PALO ALTO, Calif.—A few minutes into the conservative policy seminar, the economist John Cochrane made a point of clarification. “This is not,” he specified, “advice for a Trump administration.”
At Cochrane’s elbow, George Shultz, the former secretary of state, muttered, “God help us.”
Shultz, the Republican elder statesman and veteran of the Nixon and Reagan administrations, had spent the preceding months assembling a far-reaching book of policy recommendations on matters domestic and foreign on behalf of the Hoover Institution at Stanford University.

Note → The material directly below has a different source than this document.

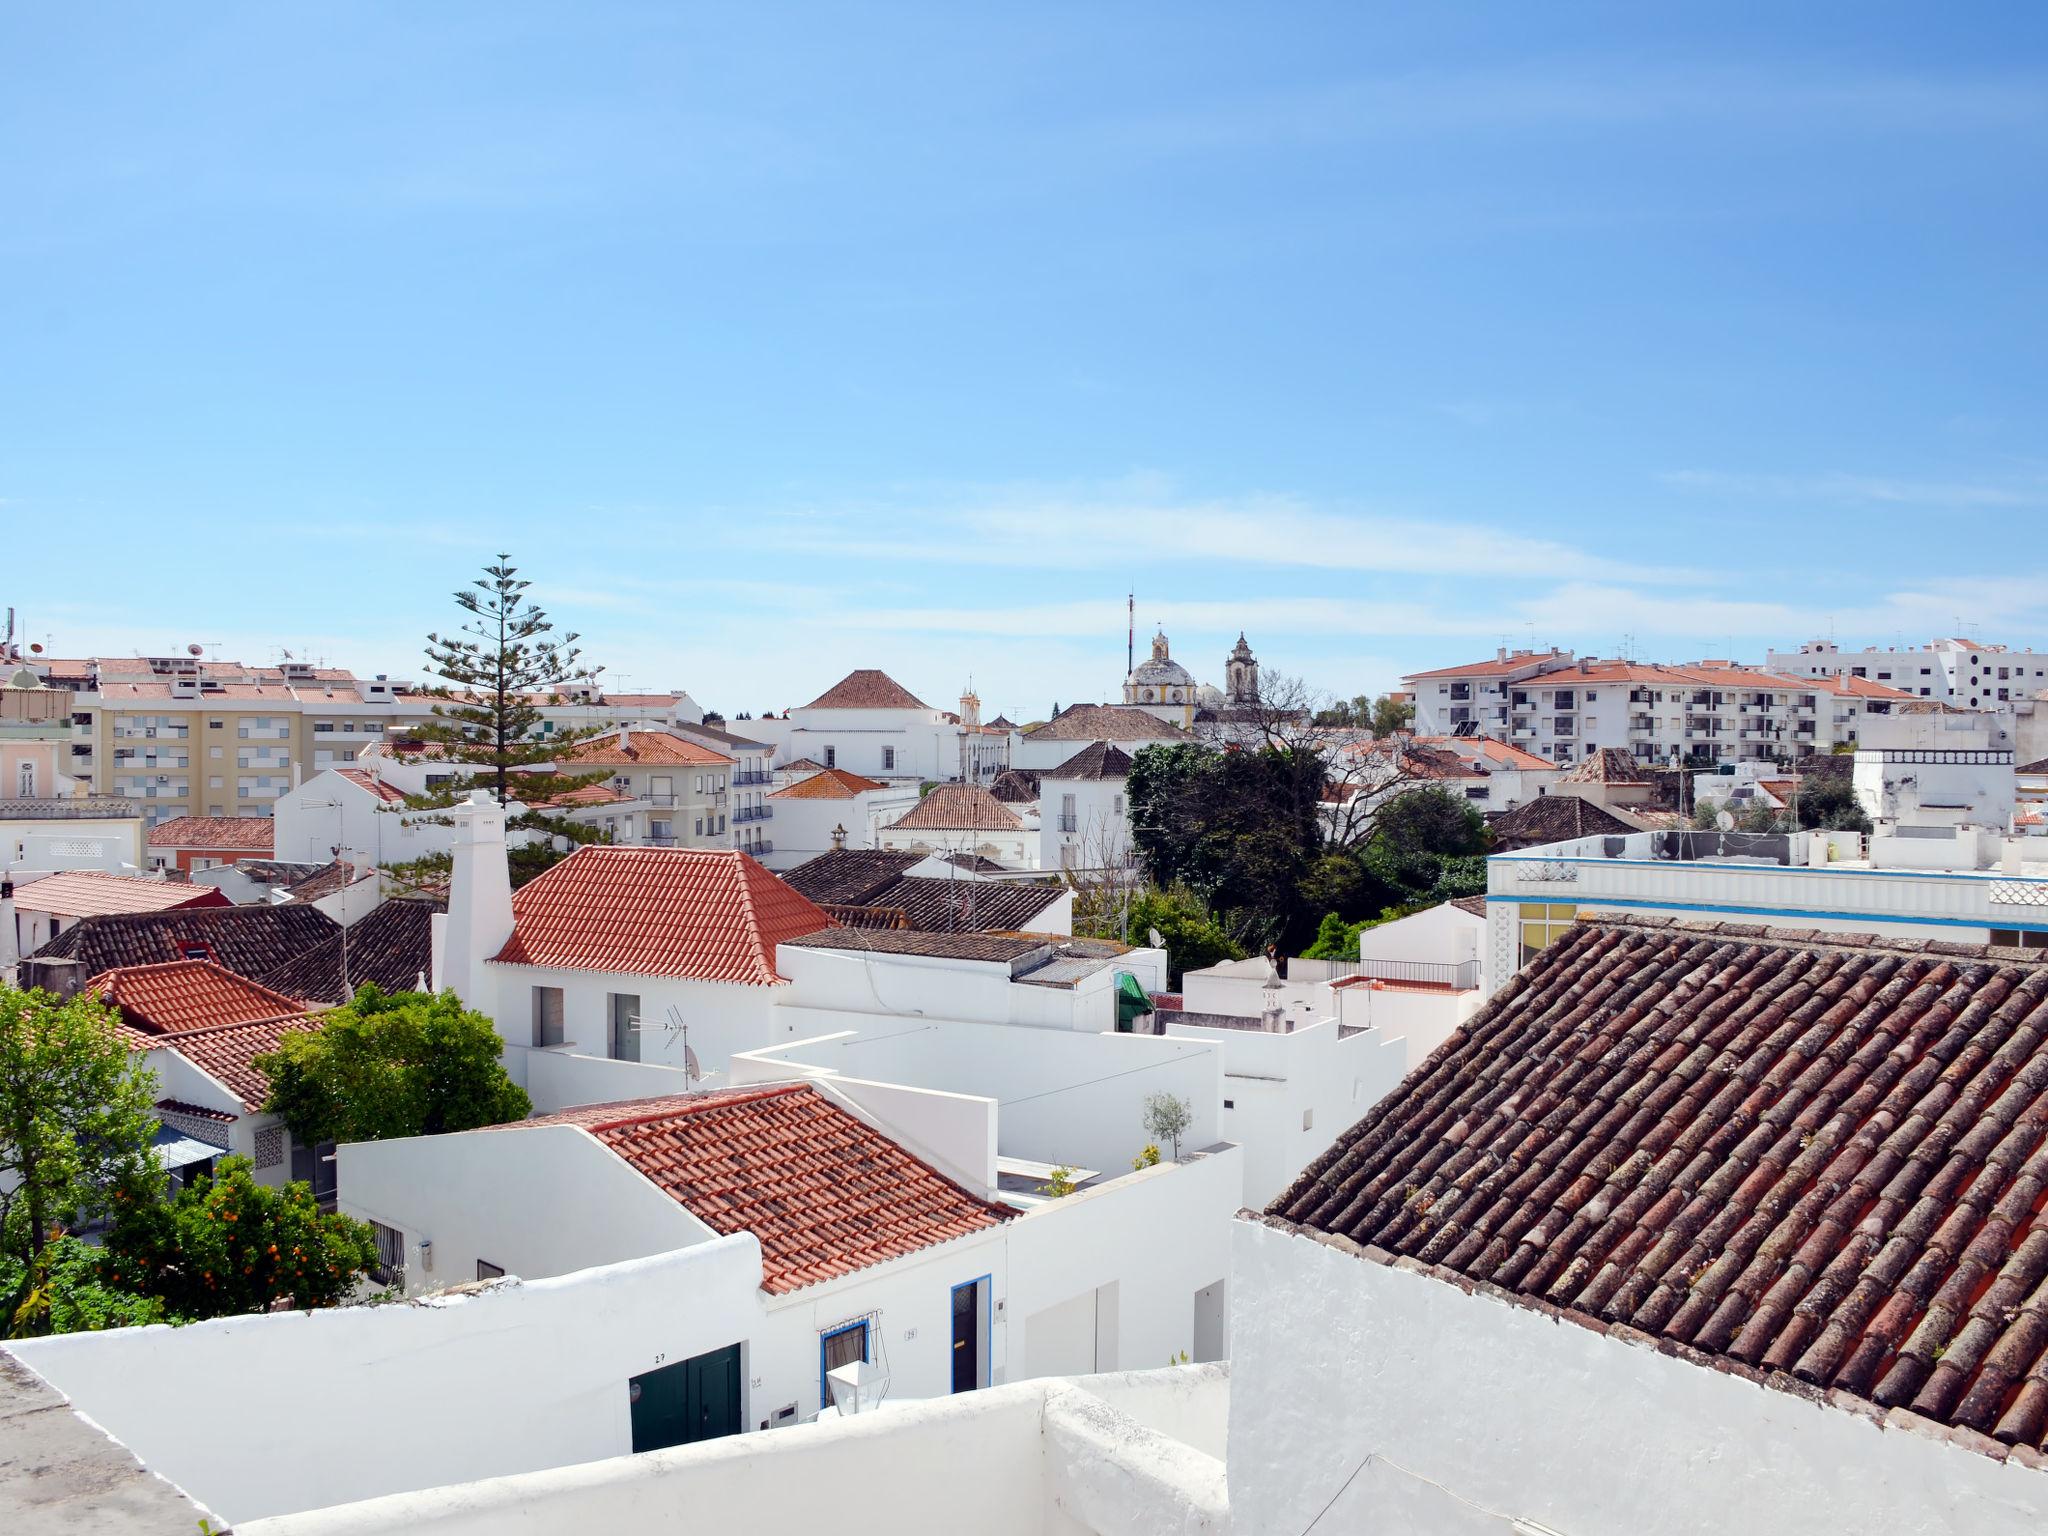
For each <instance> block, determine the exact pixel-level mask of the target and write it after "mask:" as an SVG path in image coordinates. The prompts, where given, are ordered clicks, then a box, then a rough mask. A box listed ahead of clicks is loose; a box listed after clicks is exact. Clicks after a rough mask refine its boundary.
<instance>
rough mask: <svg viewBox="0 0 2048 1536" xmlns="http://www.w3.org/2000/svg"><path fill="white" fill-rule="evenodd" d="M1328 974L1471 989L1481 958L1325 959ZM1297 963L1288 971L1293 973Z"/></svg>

He commissioned a decorated group of experts—men and women with gaudy constellations of letters after their names, generals and ambassadors and national-security experts—to pen chapters outlining their vision for such topics as health-care reform, banking legislation, counterterrorism strategy, and the U.S. posture toward Asia. On Monday, the group summoned a group of reporters here for a special summit to unveil these policy ideas—grandly titled Blueprint for America—to the world.
“Hopefully,” said John Cogan, a Hoover economist who wrote the Blueprint chapter on entitlements, “these ideas will be picked up by some enterprising politician.”
Hope springs eternal for the Republican Party-in-exile. The vast apparatus of right-wing policy, built up over decades and seeded with millions of dollars to promote a conservative vision, has never seemed more quaintly irrelevant than it does today. Despite various attempts to allude to the world beyond this leafy campus, an air of unreality hung over the proceedings. In a presidential campaign year in which no candidate seems remotely interested in the fine points of conservative policy, what was it all for?